Image copyright Getty Images Image caption The hospital that hosted the Heart of the Atlantic Symposium in August 2015
A hacker has stolen confidential information on thousands of patients of a New Brunswick, Canada, hospital in an online heist that may have affected thousands more.
The hackers obtained access to 500,000 records after breaking into HealthQuest Conference Associates, a company that handles clinical data from hospitals.
The records contain information on up to 190,000 patients of New Brunswick General Hospital.
Hackers broke into the company’s website and mobile app. They were able to collect data on patients enrolled in the New Brunswick General Hospital’s Heart of the Atlantic Symposium in August 2015.
“The hack was very sophisticated,” said Shelley Gasperino, an executive with the health research centre.
Details of the breach include a patient’s birth date, a diagnosis of HIV or Aids, National Health Service hospital information, current medications and statistics on their drug interactions, Ms Gasperino said.
Photo: RNZ / Philip Chandler
HealthQuest’s Director of Cyber Security, Michael Proulx, said the data was stolen from its web host, a New Jersey-based company called 1-Site Services.
1-Site’s servers were also “under attack” according to Mr Proulx. The hackers were able to bypass the security on 1-Site servers by “transferring (attacking) logins to an unauthorized network”, he said.

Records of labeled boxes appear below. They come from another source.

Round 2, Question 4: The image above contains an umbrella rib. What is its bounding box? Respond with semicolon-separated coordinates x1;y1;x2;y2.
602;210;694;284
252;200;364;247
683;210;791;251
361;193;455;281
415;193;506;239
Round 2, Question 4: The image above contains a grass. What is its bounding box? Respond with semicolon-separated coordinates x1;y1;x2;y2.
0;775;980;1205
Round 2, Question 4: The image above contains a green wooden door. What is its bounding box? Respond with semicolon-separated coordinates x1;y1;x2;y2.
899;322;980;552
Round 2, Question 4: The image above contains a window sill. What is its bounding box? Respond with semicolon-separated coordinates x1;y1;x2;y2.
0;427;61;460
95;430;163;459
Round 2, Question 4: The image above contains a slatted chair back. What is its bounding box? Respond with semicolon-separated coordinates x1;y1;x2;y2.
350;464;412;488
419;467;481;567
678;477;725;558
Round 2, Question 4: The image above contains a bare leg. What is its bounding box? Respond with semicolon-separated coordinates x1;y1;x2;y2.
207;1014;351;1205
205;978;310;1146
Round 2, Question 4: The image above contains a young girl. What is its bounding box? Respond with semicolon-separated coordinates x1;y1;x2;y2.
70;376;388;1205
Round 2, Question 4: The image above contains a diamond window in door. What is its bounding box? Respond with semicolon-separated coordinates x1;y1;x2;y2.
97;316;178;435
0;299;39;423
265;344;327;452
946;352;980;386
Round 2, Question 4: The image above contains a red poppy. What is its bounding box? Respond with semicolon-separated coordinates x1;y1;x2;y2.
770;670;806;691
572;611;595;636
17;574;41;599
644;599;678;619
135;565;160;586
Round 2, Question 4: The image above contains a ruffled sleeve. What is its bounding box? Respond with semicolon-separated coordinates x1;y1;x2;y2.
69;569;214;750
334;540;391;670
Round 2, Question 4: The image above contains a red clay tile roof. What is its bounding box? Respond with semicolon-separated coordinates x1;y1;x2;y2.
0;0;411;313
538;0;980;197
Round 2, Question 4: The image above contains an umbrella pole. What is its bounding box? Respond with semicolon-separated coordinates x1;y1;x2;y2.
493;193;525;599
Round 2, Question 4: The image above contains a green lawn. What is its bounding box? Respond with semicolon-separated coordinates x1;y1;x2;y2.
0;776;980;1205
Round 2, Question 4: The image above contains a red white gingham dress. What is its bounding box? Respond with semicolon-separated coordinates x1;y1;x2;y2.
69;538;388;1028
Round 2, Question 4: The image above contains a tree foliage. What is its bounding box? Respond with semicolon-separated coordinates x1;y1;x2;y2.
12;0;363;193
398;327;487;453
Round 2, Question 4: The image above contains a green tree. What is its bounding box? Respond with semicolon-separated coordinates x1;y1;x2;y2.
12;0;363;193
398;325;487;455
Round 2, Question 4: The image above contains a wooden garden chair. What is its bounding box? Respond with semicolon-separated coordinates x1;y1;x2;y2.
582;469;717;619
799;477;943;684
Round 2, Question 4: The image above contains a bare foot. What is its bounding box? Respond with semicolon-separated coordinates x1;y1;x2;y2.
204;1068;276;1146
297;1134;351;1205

Hackers gained access to the details of patients attending the Heart of the Atlantic Symposium in Barrington, New Brunswick, back in 2015.
“The hackers are smart. They did everything right. They were much more efficient and they didn’t have to really communicate. They actually managed to have automated processes to steal the data,” said Mr Proulx.
The New Brunswick Hospital’s Social Assistance Institute has urged patients who participated in the 2015 conference to protect their social security numbers.
Mr Proulx said 1-Site has contracted with Microsoft and is now taking steps to make sure its servers are as secure as possible.